President Mohammed Mursi

Take a deep breath. That’s good. The right wing reaction to this story has been hyperventilating hysteria.

For the first time in decades, an Egyptian President is going to meet with an Iranian President. By the end of the month, President Mohammed Mursi will be traveling to Tehran for face-to-face meetings with President Mahmoud Ahmadinejad. The right wing is viewing this summit as proof that Mursi is going to turn Egypt into a Sharia-based repressed state like Iran, taking from Egyptians all the secular rights they had under Hosni Mubarak and driving out everyone who is not an Islamist. Our right wing insists that the peace treaty between Israel and Egypt signed in 1979 is in jeopardy as is the Oslo Accord of 1992, which resulted in the assassinations of the men who signed it, Egyptian President Anwar Sadat and Israeli Prime Minister Yitzhak Rabin.

But that ignores the actions Mursi took last week following the confrontation between Hamas terrorists and Egyptian troops on the border with Gaza. Hamas members have been setting up camps in the Sinai to attack Israel. A group of them killed 16 Egyptian soldiers and then tried to loop through the Sinai into Israel. They were stopped by the Israelis. Mursi’s response was to bring in bulldozers to collapse the tunnels used to smuggle goods into Gaza from Egypt and start hunting down the Hamas camps in the Sinai. Hardly the actions of a man who supports terrorism against Israel.

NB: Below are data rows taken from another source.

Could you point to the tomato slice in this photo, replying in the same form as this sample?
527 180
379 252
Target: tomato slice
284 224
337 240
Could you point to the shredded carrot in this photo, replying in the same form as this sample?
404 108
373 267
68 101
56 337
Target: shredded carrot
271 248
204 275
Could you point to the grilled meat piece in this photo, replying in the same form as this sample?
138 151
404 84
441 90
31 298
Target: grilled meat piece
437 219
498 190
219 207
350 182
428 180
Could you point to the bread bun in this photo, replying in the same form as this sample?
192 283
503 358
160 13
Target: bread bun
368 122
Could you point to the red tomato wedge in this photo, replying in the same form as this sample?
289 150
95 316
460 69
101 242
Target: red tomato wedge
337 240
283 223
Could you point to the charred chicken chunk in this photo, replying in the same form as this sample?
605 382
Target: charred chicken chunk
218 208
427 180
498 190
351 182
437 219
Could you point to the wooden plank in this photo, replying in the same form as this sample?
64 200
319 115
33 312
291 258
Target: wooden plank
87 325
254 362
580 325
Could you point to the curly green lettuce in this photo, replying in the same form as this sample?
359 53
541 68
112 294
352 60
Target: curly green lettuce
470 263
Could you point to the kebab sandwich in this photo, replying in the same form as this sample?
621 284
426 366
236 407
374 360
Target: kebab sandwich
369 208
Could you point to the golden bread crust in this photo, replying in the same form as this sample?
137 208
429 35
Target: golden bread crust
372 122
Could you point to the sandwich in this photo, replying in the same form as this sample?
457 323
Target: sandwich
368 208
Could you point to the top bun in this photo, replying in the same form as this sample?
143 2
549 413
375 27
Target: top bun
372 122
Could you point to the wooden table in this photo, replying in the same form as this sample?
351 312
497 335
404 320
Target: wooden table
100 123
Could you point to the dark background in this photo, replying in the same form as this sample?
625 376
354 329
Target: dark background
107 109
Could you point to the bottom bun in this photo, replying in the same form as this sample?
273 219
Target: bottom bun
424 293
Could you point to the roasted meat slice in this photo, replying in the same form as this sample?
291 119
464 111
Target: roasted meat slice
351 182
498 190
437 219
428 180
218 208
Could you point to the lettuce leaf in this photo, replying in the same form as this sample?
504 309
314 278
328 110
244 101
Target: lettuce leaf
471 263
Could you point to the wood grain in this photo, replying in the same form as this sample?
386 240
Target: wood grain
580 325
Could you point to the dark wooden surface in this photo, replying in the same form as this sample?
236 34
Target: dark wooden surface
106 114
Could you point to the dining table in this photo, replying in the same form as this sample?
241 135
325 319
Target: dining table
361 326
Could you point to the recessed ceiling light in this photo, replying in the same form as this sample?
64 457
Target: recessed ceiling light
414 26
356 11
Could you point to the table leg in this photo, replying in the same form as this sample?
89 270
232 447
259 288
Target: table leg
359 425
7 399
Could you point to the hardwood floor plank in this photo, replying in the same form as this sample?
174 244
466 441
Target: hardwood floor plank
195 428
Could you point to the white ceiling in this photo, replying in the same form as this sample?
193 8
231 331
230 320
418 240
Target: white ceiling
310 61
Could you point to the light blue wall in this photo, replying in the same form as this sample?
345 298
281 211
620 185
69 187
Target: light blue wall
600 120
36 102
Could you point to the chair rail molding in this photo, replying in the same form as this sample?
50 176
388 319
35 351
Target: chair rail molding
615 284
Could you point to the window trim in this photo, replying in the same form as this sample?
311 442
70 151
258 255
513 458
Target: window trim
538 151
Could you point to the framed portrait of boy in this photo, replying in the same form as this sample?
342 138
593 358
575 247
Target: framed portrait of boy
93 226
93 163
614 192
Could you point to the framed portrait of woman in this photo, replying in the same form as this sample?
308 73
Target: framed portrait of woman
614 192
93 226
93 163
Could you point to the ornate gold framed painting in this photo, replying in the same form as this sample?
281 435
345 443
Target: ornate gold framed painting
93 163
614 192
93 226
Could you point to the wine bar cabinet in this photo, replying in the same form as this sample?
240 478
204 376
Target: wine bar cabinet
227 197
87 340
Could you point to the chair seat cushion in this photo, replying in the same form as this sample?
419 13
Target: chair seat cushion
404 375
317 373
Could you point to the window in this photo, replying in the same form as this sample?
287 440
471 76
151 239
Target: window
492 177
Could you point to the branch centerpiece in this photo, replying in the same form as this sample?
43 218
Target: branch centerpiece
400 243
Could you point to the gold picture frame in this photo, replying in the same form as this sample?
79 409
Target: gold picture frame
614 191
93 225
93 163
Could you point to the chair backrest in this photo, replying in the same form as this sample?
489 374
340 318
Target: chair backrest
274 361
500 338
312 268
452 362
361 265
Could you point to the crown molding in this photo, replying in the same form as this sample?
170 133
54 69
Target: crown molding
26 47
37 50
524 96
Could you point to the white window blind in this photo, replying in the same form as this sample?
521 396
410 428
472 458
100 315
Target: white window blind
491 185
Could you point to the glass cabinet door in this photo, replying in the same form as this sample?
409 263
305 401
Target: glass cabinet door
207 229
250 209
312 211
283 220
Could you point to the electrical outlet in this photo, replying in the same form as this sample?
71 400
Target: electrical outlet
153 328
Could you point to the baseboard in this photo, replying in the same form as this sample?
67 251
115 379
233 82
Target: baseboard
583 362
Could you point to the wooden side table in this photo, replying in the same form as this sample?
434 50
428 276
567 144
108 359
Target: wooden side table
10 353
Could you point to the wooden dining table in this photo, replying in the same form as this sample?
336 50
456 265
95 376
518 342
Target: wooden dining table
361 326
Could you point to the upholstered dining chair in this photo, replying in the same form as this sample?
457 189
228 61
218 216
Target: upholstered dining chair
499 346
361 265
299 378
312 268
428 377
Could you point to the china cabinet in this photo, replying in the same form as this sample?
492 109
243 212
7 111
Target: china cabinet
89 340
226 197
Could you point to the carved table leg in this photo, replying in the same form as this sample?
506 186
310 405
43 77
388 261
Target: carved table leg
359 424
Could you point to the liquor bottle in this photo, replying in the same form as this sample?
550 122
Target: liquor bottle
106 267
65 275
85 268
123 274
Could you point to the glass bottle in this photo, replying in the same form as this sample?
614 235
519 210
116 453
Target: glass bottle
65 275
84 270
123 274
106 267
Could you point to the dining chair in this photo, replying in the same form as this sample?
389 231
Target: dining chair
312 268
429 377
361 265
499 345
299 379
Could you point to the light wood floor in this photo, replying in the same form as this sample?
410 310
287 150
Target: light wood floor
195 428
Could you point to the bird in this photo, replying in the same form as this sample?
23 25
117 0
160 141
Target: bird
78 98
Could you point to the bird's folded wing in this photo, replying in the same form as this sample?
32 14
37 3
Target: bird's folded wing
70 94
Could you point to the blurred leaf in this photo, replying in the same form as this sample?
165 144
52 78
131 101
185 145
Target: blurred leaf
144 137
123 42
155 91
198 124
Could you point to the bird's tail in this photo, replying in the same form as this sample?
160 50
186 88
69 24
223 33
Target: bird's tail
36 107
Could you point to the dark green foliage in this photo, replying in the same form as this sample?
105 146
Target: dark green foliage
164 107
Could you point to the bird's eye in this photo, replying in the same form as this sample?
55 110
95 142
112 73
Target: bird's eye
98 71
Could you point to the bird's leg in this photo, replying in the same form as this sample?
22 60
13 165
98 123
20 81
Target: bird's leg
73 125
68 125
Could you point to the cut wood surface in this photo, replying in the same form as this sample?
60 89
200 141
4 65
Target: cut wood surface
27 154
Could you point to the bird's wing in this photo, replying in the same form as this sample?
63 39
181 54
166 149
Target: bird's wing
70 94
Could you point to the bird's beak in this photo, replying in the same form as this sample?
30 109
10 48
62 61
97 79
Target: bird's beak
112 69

The Muslim Brotherhood is Sunni, not Shia like Iran. The extent to which the Brotherhood will interpret their ideology of creating an Islamic state is yet to be seen. That will only be known as the negotiations proceed for an Egyptian Constitution. Should the Brotherhood follow the precepts of the 11th Century Caliphate, they will create a constitution that protects non-Muslims while imposing special taxes on them. Egypt has an educated population and a history of female equality that cannot be easily repressed.

A freely elected Muslim leader of a mostly Muslim country is something Iran has never had to deal with before. Mursi is the one person in the region that Ahmadinejad cannot accuse of being a pawn of the West. He must be dealt with as an equal. This will probably be a “getting to know you” meeting with no real advances in policy or new alliances being forged. It is, however, a first step to breaking the isolation of Iran from the rest of the region.